Endangered Species
Alaska Region   


Kittlitz’s murrelet

Designation: In October 2013, we published a "not-warranted" 12-Month Finding in the Federal Register.

The Kittlitz’s murrelet is a small seabird (approximately 0.5 pound) that dives and pursues small fish and marine invertebrates (krill) by flapping its wings underwater. In southeast and south central Alaska it selects a nest site on the ground, on barren, steep-sided mountains or ledges of steep, rocky cliffs adjacent to the coastal waters where it feeds.  In the Aleutian Islands nests are found on mountain slopes with approximately 40 percent cover from low growing forbs and grasses.  A single egg is laid on the ground and the parents take turns incubating it for about 30 days. The parents feed the chick whole fish like sand lance or capelin.

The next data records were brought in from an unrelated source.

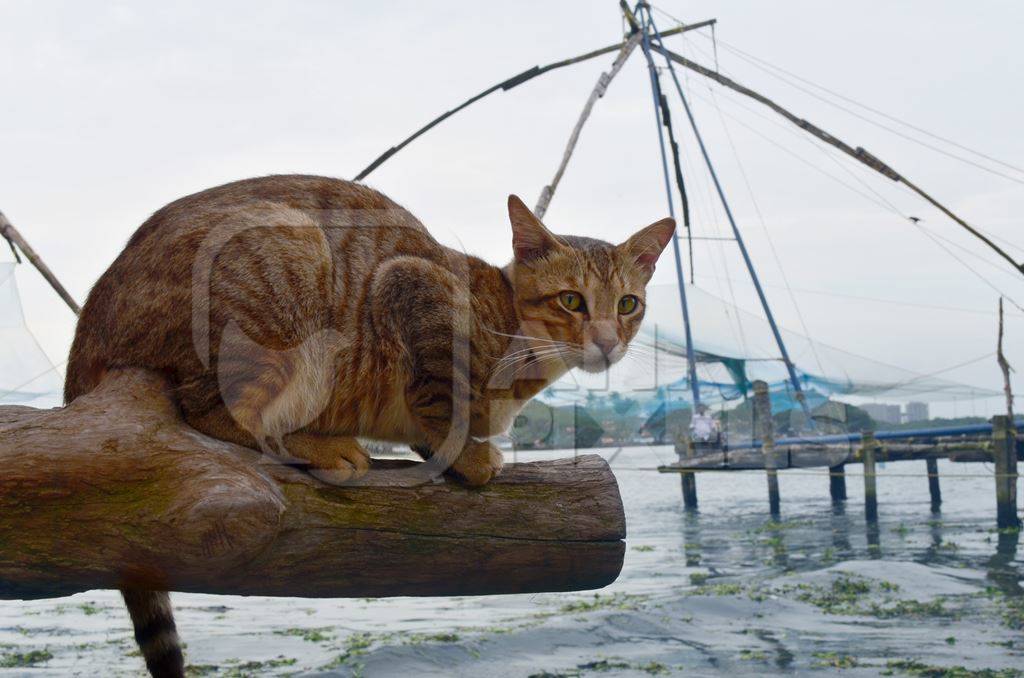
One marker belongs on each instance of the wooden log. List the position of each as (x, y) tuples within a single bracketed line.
[(1005, 457), (764, 428), (933, 483), (117, 491), (868, 448)]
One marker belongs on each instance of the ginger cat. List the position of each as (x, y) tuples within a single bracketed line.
[(294, 313)]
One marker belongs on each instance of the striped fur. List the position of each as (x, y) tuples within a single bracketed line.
[(153, 619), (294, 313)]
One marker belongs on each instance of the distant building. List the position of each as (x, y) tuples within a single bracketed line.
[(916, 412), (882, 413)]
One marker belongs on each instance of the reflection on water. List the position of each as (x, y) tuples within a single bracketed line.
[(725, 589)]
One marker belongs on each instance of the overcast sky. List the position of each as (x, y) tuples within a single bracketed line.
[(113, 110)]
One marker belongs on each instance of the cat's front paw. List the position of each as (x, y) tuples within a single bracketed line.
[(333, 460), (478, 463)]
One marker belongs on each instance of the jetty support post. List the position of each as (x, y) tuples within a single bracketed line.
[(688, 479), (933, 483), (1005, 456), (837, 482), (868, 448), (764, 428)]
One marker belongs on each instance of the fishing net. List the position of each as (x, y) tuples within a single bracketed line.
[(27, 375)]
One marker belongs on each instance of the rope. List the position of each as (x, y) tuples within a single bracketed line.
[(761, 64), (764, 226), (657, 96), (599, 89), (735, 228)]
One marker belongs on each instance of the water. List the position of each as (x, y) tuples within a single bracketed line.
[(722, 591)]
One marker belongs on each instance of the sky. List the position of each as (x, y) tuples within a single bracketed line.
[(112, 111)]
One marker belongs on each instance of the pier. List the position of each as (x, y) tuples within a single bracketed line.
[(995, 442)]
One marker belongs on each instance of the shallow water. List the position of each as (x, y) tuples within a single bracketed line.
[(723, 590)]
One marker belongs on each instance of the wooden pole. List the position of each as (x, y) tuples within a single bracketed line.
[(765, 430), (837, 482), (508, 84), (688, 478), (868, 447), (1006, 369), (116, 491), (933, 483), (12, 236), (1005, 457), (599, 89)]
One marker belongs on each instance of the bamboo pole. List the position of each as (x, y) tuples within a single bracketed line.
[(12, 236), (867, 451), (116, 491), (763, 427), (934, 492), (599, 89), (1005, 458), (687, 479), (837, 482), (506, 85)]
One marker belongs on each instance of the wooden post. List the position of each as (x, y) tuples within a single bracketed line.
[(1005, 456), (837, 482), (763, 427), (688, 478), (115, 490), (868, 447), (933, 483)]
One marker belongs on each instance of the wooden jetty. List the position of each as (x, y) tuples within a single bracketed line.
[(996, 442)]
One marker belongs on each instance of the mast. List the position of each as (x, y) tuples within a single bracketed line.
[(794, 379), (691, 368)]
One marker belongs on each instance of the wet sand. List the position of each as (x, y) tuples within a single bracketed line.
[(722, 591)]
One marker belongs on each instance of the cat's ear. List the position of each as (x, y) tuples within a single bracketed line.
[(646, 245), (530, 240)]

Critical Habitat: None designated

Distribution: The Kittlitz’s murrelet occupies a vast area from the Russian Far East across to the Aleutian Islands and from southeast Alaska to northwest Alaska.  During the breeding season in Alaska it is often associated with glaciated or recently glaciated landscapes in southeast and south central Alaska where it is more common, although nests have been documented throughout their range, including Russia.

Threats:  We are currently working to understand the factors that led to the apparent population decline in some areas.  Changes in the oceanic prey base may have occurred.  Research indicates that reproductive success is currently very low, but annually variable, and that adult survival is also low.  Predation from terrestrial and avian predators is a known source of mortality for eggs, chicks, and adults.  In addition these birds are susceptible to oil spills, entanglement in fishing nets, and human disturbance.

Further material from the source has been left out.